Nessuno ha dimenticato che la città ha atteso per tre giorni che arrivassero i primi aiuti. Un ricordo terribile e doloroso che ha rischiato di costare caro al presidente turco Recep Tayyip Erdogan, che ha poi chiesto pubblicamente scusa. “Perdonate i nostri peccati” disse il leader turco, consapevole che per tre giorni la citta’ e’ rimasta in un incubo che verra’ tramandato per generazioni.

A distanza di meno di 7 mesi sono ancora tantissimi gli edifici fantasma, semidistrutti e inagibili, che si ergono ai fianchi della strada principale in attesa di essere demoliti. Montagne, letteralmente, di macerie vengono accatastate fuori dal centro abitato e sono inevitabilmente destinate a crescere nei prossimi mesi. Migliaia di metri cubi di accumuli di palazzi crollati o demoliti che hanno lasciato superfici di suolo raso tra le strade. Più che di cicatrici vere e proprie ferite aperte, dove la gente ha pero’ ripreso a vivere con forza e dignità.

Tutt’intorno si ergono gru dei tantissimi cantieri delle nuove case in costruzione. Chi può ha riaperto il proprio negozio e i colori della frutta di stagione danno vivacità al grigio del cemento. Donne fanno la spesa, negozi di kebab e clienti  fanno sedere i propri clienti all’ombra, dove famiglie cercano ristoro da un sole che picchia duro. Chi può ha riaperto il negozio, altri hanno ripreso l’attività dentro i container. I bambini sfruttano gli ultimi giorni di vacanza e giocano a calcio o girano in bicicletta per le strade, sgridati dagli adulti quando si avvicinano troppo a palazzi pericolanti.

I turisti, turchi e non, hanno ripreso a farsi vedere nei siti archeologici fuori città e attendono la riapertura del locale e ricco museo dove sono visibili i manufatti ritrovati nell’area. In una città che riprende a vivere è andato in scena il festival di gastronomia. Chef ed esperti di gastronomia provenienti da 25 Paesi hanno partecipato alla 4 giorni di degustazioni e tour agrogastronomici organizzata da Zeyra Medya.  “Puntiamo anche sulla gastronomia per dare impulso al turismo. quest’anno, nonostarnte il sisma, hanno visitato Nemrut in 60 mila”, ha dichiarato uno degli organizzatori, Okkes Koska.

 

Un’occasione per far conoscere alla gastronomia internazionale piatti come le polpette di verdure e carne cruda (cig kofte), il riso con pollo, pomodoro e peperoncino cotto con il the (buhara pilavi), il riso nelle foglie di cavolfiore (sarma), lo sformato di verdure in terracotta (dovmec) e il kebab con la mela (elma kebabi). Un potenziale che si aggiunge alle meraviglie archeologiche della zona, che ha stupito i cuochi e gli esperti arrivati da ogni angolo del mondo.

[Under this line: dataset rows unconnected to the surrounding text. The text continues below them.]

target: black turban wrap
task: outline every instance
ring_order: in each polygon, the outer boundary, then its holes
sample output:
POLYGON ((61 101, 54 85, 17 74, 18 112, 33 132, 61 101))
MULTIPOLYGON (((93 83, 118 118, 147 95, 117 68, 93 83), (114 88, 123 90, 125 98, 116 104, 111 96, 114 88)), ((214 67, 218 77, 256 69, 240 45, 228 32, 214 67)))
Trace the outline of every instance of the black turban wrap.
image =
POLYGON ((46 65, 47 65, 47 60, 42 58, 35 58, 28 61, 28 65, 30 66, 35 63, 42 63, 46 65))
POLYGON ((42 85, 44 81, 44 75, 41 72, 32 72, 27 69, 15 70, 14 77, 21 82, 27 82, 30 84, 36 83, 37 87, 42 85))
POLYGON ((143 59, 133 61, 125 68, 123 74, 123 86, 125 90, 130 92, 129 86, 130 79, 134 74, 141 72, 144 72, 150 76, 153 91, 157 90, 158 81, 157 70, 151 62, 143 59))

“È stata la maniera per conoscere un posto nuovo, le sue meraviglie e anche nuovi ingresidenti”, ha detto la cuoca statunitense Amanda Cohen. “Le farine utilizzate hanno caratteristiche uniche, proprieta’ che sono resistite alla selezione industriale e valori nutritivi molto elevati”, il commento della giornalista israeliana Ronit Vered, esperta di gastronomia e farine.

Adiyaman insomma riparte anche da qui. Archeologia e gastronomia rappresentano due buoni motivi per continuare a visitare un’area che ancora sta rammendando le proprie ferite, ma dove la gente ha rialzato la testa con grande dignita’ e ha sempre un pasto pronto da offrire a ospiti e turisti.